Costa Rica’s Ministry of Public Education suspended and annulled the National Standardized Foreign Language Exam in English after exam material reportedly circulated among students before the testing process had finished.
The measure affects final-year students in academic high schools who were scheduled to take the English exam on Wednesday, June 17. The decision does not apply to every national exam, nor to all foreign-language tests. It applies specifically to the English section of the Prueba Nacional Estandarizada de Lenguas Extranjeras.
The Ministry of Education acted after a school reported that a PDF containing the applied exam was circulating in student chats. By the time the alert reached education authorities Wednesday afternoon, some daytime students had already taken the test, while night-school students had not yet completed their scheduled session.
As a result, the ministry invalidated the exams already taken during the daytime schedule and suspended the exam for night schools. The test will be rescheduled for September under the dates set in the school calendar.
Education Minister Leonardo Sánchez ordered the ministry’s academic vice minister and the Directorate of Quality Management and Evaluation to begin administrative actions and investigate how the material was leaked. The ministry also said it would file a complaint with the Public Prosecutor’s Office.
The case creates a major disruption for students in their final year of high school, since the foreign-language exam is part of Costa Rica’s national evaluation system. The test is used to measure students’ command of a second language based on international proficiency bands, including A1, A2, B1 and B2.
The English exam evaluates listening and reading skills.

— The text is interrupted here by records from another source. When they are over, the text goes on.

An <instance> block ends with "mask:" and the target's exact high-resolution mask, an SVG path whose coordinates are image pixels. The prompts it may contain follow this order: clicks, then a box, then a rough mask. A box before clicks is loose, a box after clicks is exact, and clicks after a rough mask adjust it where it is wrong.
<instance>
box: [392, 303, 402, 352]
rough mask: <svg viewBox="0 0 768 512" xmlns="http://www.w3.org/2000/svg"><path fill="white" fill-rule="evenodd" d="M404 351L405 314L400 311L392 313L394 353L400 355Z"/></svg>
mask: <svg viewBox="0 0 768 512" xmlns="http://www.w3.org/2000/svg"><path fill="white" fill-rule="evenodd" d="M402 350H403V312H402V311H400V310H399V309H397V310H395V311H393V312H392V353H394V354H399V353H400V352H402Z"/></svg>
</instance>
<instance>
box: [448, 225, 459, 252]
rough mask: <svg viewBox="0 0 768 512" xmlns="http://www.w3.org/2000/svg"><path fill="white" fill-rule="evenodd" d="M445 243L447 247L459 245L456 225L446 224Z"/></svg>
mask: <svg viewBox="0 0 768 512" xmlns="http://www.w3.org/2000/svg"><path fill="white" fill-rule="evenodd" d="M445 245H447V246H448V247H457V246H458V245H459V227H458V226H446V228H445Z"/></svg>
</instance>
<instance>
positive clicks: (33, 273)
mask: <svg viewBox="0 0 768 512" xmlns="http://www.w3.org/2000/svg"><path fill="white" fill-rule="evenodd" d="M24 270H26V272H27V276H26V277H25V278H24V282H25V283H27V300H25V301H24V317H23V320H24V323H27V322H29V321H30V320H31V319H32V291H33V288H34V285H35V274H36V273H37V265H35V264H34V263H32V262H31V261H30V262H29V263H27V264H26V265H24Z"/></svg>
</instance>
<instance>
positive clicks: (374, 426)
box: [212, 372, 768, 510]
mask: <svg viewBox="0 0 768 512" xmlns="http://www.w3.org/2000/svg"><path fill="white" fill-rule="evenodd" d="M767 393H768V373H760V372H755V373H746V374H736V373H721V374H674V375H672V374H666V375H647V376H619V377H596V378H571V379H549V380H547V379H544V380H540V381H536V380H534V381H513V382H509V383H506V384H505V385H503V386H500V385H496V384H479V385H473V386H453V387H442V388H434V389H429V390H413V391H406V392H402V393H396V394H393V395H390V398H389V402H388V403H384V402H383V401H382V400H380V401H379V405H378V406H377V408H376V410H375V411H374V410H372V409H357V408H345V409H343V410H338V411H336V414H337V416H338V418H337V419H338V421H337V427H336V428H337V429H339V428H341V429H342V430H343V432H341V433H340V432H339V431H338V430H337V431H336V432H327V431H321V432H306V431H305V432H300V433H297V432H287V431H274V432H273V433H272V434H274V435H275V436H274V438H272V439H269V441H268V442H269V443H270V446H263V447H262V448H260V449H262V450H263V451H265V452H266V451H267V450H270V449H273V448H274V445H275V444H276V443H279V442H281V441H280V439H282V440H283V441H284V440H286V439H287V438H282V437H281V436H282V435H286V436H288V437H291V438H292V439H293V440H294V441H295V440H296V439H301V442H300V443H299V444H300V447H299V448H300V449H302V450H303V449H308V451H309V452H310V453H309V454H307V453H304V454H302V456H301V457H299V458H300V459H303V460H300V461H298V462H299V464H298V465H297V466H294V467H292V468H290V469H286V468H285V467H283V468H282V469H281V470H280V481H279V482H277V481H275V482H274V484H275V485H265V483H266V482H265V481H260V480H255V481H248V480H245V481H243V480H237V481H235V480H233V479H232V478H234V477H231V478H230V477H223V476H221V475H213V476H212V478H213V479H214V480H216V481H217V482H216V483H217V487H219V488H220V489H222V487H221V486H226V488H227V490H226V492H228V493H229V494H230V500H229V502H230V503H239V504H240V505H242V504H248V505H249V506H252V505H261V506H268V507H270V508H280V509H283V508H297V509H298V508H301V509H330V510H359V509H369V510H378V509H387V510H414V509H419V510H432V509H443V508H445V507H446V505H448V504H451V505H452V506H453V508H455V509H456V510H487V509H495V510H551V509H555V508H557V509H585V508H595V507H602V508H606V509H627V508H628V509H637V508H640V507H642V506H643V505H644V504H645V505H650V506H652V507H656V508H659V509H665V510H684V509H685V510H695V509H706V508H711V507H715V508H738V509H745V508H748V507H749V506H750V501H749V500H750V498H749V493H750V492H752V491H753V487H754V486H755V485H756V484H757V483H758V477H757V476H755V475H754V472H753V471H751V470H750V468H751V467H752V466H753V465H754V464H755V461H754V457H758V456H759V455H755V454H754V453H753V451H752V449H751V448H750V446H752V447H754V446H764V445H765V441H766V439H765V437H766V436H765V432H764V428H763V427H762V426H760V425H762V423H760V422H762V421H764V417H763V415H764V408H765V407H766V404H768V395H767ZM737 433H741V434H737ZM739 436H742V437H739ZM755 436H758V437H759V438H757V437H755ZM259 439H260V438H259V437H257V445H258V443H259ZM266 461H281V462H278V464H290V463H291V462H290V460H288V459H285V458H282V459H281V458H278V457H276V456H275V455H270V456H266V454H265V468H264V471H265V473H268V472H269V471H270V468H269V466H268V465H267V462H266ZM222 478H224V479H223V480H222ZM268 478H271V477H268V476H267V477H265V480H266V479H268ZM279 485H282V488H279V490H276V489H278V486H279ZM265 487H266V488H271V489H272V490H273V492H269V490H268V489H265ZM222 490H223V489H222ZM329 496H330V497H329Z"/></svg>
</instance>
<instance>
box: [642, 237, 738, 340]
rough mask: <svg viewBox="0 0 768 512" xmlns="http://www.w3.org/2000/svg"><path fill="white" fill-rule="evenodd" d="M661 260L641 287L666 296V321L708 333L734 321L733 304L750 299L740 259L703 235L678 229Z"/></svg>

For 2026, MEP guidance listed the test as a maximum 180-minute evaluation, beginning with the listening section and followed by the reading section. The ministry said it will strengthen control measures for the national standardized exams to protect the security of the process and the integrity of the results.
The suspension comes as Costa Rica continues to place heavy emphasis on English-language learning as part of its education and workforce strategy. For students, parents and schools, the immediate concern is schedule related as those affected will now have to wait until September to retake the exam under new security conditions.
No final conclusions have been announced about who leaked the material or how the document began circulating. Officials are now working to determine how the material was leaked and who may be involved.